L'uomo copertina è indubbiamente lui: Samuel Eto'o. Il Re leone segna, rincorre, imposta e conferma anche in Champion's il suo stato di grazia. Gol fondamentale, un quasi assist per Cambiasso (con il cuchu fermato solo dalla traversa) e una miriade di altre utilissime giocate. Qualcuno lo aveva detto: il secondo anno di Eto'o è sempre il migliore. C'è chi lo vorrebbe addirittura al centro dell'attacco, in quella zona di campo che ormai da un anno è proprietà esclusiva di Milito. Forse è troppo, l'argentino merita altre possibilità. Ieri sembrava un buon giorno per rinascere, vero Diego? Finta, dribbling e tiro in porta che conduce dritto al gol di Snejider. E invece no. Alla fine una prestazione insufficiente e un autogol sul groppone. Ma el principe tornerà, lo sappiamo tutti.

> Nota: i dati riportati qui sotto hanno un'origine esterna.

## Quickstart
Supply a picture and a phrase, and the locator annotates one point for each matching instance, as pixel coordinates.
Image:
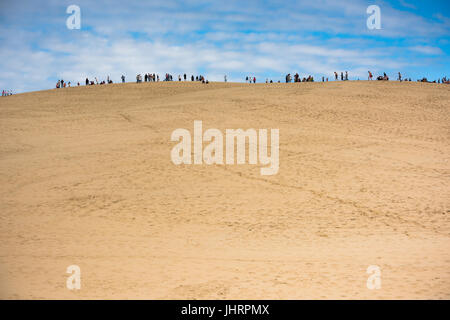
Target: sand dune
(86, 179)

Con Zanetti sulla fascia al posto di Chivu la manovra dell'Inter di colpo diventa più fluida. Ormai è chiaro, un terzino di spinta a questa squadra serve come il pane. Ulteriore conferma per Mariga (un solo errore per lui) che regge l'urto olandese a testa alta senza mai andare in difficoltà. Gli infortuni di Motta e Stankovic l'hanno lanciato, la sensazione è che non tornerà in panchina, Rafa BigBen crede in lui.

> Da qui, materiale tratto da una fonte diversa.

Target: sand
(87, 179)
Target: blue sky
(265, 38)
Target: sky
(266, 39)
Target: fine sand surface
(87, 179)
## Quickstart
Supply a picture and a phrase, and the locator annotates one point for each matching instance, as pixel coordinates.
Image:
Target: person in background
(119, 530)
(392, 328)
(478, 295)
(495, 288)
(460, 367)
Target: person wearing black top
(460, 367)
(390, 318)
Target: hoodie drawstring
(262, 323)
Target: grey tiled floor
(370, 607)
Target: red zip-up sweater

Da valutare le condizioni di Pandev. Se l'infortunio è grave quanto pare, bisognerà che il processo di maturazione dei babies Coutinho e Biabany acceleri decisamente. Sarà il destino dell'attacco, più di quello di ogni altro reparto, a giudicare la politica di austerity messa in campo dal presidente durante il mercato estivo.